The Bank of England believes that up to 75,000 jobs could be lost in financial services following Britain’s departure from the European Union.
I understand senior figures at the Bank are using the number as a “reasonable scenario”, particularly if there is no specific UK-EU financial services deal.
The number could change depending on the UK’s post-Brexit trading relationship with the EU.
But the bank still expects substantial job losses.
Many jobs will move to the continent.
The Bank of England has asked banks and other financial institutions, such as hedge funds, to provide it with contingency plans in the event of Britain trading with the EU under World Trade Organisation rules – what some have described as a “hard Brexit”.
That would mean banks based in the UK losing special passporting rights to operate across the EU.
The EU could also impose other “locations specific” regulations such as where trading in trillions of pounds worth of euro-denominated financial insurance products has to be based.
That could mean trading jobs moving to Paris or Frankfurt.
There have been a number of studies on the potential employment impact of Brexit.
A poll of more than 100 finance firms by Reuters suggested the number of job losses would be just below 10,000 in the “few years” following Brexit.
I understand the bank believes the 10,000 jobs figure is likely on “day one” of Brexit if there is no deal.
The Brussels-based think tank, Bruegel, said that over time 30,000 jobs could move to the continent or be lost as London’s financial sector shrinks.
And Xavier Rolet, the chief executive of the London Stock Exchange, has suggested that over 200,000 jobs could go.
The bank believes that is too high, and its scenario over the next three-to-five years is much closer to the 2016 study by Oliver Wyman, a management consultancy which has often been quoted by banking lobby groups assessing the impact of Brexit.
Their report suggested between 65,000 and 75,000 job losses.
The study said that up to 40,000 jobs could be lost directly from financial services, with a further 30-40,000 going in associated activities such as legal work and professional services.
The report also argued that there could be opportunities from Brexit, such as developing bespoke financial services for emerging market economies across the Middle East and Asia including China and India.
Even if 75,000 jobs do go, London would still be by far the largest financial centre in Europe with over one million people employed in financial services in the capital and across the rest of Britain.
And the UK would still enjoy a healthy trade surplus in financial services with the rest of the EU worth many tens of billions of pounds.

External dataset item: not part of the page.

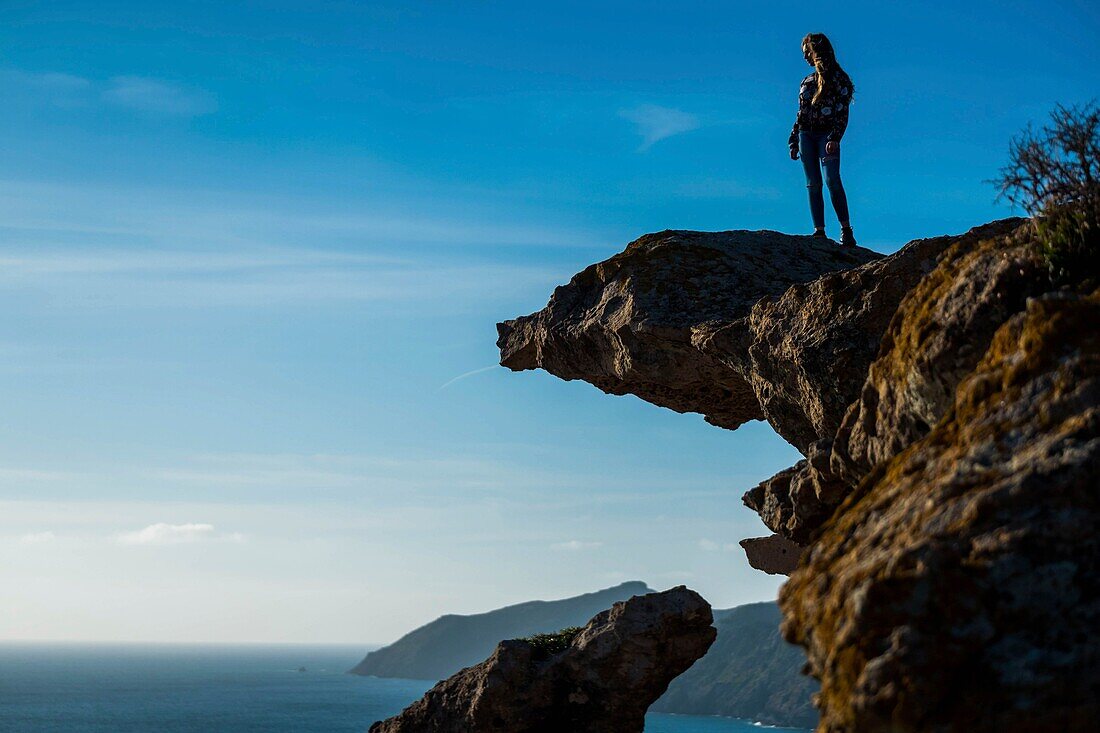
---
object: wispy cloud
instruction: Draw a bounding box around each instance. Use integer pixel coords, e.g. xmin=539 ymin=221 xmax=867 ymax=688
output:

Many also believe there will be a positive outcome to the EU negotiations as the City supports many governments and businesses on the continent in raising funds and executing global deals.
Those companies and firms would want to keep a close relationship with the UK and its well-developed global markets capacity.
Before the referendum, many banks suggested that they may move thousands of jobs.
But since then announcements have been more modest.
JP Morgan said it might have to move 4,000 jobs, but since the referendum has cut that number to around 1,000.
The Swiss bank, UBS, said it may move as few as 250 jobs after initially planning to relocate as many as 1,000.
And the chief executive of Barclays, Jess Staley, said that Brexit was no more complicated than setting up a holding company in America, which the bank was obliged to do in 2016.
More recently Lloyd Blankfein, the chief executive of Goldman Sachs, has tweeted that he will be spending “a lot more time” in Frankfurt despite the American bank building a large new HQ in London.